Dia menari dan berpesta di Berghain dengan kursi rodanya. Tapi bagaimana cara klub-klub lain menerapkan inklusi selain memiliki tim kesadaran dan ram tangga untuk kursi roda?
Ketika Felize melewati pintu masuk Berghain, ia tidak merasa seperti orang asing. Meskipun dia menggunakan kursi roda, ia merasa seperti bagian dari kerumunan—hanya seorang pengunjung biasa di klub techno paling terkenal di Jerman. Ia sudah terbiasa dengan dentuman bass yang menggelegar, malam-malam yang larut, serta kebijakan pintu masuk yang ketat—dan sensasi dilihat serta diterima oleh orang-orang asing.
Klub Berlin
seperti Berghain yang semakin membentuk citra sebagai “ruang aman” bagi orang-orang queer dan penyandang disabilitas — ruang inklusif di mana orang dapat berpesta dengan aman dan merasa nyaman.
Banyak klub bekerja sama dengan tim kesadaran dan berusaha menjaga keragaman dalam susunan acara dan daftar tamu mereka, sambil mengambil posisi melawan diskriminasi.
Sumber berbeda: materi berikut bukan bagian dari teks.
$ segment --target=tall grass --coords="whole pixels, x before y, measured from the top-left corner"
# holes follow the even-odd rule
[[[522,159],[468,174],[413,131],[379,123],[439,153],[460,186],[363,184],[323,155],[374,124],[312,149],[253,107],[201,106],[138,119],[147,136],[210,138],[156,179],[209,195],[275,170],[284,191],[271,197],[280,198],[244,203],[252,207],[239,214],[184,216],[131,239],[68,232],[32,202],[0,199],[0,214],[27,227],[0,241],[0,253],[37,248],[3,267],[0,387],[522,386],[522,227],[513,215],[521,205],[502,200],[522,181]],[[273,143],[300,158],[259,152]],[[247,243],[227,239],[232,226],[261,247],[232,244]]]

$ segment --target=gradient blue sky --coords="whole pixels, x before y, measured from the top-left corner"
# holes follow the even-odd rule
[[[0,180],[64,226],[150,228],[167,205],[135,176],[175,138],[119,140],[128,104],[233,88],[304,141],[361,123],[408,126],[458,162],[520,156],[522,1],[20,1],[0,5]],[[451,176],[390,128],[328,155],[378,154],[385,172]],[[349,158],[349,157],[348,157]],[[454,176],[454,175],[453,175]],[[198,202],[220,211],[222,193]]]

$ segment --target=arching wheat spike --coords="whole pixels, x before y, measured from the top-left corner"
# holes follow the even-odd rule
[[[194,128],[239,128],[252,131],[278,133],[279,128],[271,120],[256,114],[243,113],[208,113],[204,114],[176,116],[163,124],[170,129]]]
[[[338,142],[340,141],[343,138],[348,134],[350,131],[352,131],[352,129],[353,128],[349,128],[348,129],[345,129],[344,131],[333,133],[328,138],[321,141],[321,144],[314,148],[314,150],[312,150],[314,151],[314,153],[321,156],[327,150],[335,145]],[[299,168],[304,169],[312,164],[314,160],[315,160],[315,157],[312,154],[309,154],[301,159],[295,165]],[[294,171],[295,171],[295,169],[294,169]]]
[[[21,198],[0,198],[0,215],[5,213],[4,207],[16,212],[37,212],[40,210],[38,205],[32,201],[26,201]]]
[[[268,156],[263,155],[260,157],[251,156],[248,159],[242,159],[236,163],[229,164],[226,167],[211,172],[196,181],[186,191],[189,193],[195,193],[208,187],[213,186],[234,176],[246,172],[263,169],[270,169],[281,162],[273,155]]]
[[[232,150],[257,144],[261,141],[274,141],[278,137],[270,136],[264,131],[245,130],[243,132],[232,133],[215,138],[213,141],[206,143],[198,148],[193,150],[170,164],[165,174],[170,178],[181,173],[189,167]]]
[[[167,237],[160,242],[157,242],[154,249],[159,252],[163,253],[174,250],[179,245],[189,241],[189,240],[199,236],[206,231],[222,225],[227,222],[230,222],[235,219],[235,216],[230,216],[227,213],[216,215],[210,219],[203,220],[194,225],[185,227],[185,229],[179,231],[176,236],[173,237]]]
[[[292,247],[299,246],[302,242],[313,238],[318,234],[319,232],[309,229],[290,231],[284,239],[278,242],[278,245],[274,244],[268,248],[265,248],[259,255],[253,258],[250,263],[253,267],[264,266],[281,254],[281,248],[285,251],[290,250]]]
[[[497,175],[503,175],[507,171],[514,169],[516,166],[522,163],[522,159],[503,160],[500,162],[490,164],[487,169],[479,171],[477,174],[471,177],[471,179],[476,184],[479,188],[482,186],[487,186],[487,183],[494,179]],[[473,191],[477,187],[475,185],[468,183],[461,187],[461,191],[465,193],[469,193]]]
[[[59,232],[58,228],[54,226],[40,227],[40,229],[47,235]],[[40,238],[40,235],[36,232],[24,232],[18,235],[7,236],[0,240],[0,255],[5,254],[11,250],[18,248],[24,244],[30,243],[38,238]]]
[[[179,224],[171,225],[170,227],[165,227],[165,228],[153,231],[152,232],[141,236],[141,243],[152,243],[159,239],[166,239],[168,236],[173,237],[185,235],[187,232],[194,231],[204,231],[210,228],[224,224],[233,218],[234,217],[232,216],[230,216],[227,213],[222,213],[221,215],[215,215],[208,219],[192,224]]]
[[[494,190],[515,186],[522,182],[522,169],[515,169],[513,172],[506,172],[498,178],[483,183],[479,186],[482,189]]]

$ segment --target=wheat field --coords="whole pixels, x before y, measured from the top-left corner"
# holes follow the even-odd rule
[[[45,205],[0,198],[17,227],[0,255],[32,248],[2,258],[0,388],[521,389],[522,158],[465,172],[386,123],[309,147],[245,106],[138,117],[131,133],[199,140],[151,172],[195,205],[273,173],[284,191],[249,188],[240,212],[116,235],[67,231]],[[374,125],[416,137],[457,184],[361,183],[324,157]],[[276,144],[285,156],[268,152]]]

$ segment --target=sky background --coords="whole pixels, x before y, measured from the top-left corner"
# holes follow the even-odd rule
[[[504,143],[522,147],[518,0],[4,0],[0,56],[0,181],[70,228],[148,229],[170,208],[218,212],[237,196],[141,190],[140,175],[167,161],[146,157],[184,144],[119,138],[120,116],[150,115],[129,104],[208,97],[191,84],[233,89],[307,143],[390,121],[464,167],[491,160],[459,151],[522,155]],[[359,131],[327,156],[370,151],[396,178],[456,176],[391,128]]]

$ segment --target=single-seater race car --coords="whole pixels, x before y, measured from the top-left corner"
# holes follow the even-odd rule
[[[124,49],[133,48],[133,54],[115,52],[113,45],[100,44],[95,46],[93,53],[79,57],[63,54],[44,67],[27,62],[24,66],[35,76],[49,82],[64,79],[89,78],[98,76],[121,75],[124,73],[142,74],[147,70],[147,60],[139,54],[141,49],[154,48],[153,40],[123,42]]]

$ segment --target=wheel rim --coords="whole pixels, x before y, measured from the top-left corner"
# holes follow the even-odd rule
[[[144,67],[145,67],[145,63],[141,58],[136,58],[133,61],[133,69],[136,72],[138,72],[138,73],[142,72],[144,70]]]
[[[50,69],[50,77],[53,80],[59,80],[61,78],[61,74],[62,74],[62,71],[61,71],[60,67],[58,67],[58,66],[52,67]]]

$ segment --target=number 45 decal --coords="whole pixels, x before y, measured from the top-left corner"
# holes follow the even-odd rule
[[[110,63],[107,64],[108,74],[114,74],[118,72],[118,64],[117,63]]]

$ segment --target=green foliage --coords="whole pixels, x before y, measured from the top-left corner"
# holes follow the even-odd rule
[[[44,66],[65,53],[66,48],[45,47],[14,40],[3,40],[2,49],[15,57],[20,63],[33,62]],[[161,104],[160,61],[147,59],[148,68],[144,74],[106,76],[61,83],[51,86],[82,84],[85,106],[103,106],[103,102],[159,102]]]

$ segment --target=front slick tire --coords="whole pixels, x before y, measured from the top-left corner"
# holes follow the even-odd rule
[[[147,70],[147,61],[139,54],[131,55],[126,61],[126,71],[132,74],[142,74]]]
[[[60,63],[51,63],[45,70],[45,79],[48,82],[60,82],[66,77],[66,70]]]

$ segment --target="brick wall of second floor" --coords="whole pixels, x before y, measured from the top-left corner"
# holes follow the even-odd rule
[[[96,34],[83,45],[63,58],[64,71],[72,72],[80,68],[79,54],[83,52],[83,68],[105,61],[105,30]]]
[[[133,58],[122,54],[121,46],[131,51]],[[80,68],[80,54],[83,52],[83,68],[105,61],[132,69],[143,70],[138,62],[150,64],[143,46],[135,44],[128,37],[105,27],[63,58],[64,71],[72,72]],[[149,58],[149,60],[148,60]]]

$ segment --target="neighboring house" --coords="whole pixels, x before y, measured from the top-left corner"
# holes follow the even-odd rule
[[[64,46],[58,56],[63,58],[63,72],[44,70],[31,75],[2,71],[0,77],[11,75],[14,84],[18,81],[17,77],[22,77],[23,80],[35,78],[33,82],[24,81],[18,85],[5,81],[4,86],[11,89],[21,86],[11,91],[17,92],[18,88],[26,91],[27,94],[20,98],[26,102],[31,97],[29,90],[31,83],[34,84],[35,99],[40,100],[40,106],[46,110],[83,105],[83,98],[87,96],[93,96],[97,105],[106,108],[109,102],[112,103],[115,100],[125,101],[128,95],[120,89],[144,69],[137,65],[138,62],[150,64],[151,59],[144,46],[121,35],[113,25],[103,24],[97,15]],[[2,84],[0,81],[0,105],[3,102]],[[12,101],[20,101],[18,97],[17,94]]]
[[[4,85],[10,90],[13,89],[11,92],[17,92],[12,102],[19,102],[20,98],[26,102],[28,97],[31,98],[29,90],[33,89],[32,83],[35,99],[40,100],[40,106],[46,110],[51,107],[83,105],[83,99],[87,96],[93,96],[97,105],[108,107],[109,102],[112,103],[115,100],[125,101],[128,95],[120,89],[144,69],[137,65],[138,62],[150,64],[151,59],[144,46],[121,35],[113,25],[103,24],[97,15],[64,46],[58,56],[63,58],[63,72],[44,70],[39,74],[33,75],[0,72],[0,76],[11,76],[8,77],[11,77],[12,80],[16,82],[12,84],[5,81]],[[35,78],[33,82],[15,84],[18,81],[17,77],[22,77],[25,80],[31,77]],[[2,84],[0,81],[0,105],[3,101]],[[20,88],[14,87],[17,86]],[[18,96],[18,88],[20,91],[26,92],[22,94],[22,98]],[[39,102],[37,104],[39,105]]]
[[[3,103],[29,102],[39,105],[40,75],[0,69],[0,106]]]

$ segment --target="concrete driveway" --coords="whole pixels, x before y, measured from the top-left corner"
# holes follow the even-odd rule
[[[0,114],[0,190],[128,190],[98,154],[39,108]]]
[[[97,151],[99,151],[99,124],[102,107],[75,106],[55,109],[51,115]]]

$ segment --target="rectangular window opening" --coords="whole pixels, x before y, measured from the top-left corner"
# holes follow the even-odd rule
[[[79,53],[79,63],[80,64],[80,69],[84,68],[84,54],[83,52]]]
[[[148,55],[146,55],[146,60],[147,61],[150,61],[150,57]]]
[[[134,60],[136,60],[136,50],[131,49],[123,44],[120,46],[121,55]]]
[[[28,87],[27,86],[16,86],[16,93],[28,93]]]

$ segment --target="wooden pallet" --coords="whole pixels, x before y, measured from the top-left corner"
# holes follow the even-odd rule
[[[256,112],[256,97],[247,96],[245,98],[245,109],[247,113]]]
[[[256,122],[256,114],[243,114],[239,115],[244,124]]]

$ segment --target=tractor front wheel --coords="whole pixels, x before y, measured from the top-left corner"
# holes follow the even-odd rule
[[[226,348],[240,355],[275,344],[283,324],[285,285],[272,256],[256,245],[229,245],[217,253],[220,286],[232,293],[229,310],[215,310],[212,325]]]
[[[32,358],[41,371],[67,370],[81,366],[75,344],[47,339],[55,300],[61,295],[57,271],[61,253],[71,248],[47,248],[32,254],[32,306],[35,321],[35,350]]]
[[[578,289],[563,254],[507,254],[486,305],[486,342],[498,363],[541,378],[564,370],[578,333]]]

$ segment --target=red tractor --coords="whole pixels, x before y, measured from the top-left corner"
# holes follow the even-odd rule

Namun seberapa mudah diakses dan inklusifnya ruang-ruang ini dalam kenyataannya—baik secara fisik maupun sosial?
Aku ingin terlihat – bahkan saat pergi ke klub
Felize berusia 20 tahun. Ia berasal dari sebuah kota kecil di Saxony dan baru-baru ini pindah ke Berlin. Sejak kecil, ia didiagnosis mengidap gangguan genetik dan menggunakan kursi roda untuk berpindah tempat. Tapi hal itu tidak menghentikannya untuk berpesta. Dan klub favoritnya adalah Berghain.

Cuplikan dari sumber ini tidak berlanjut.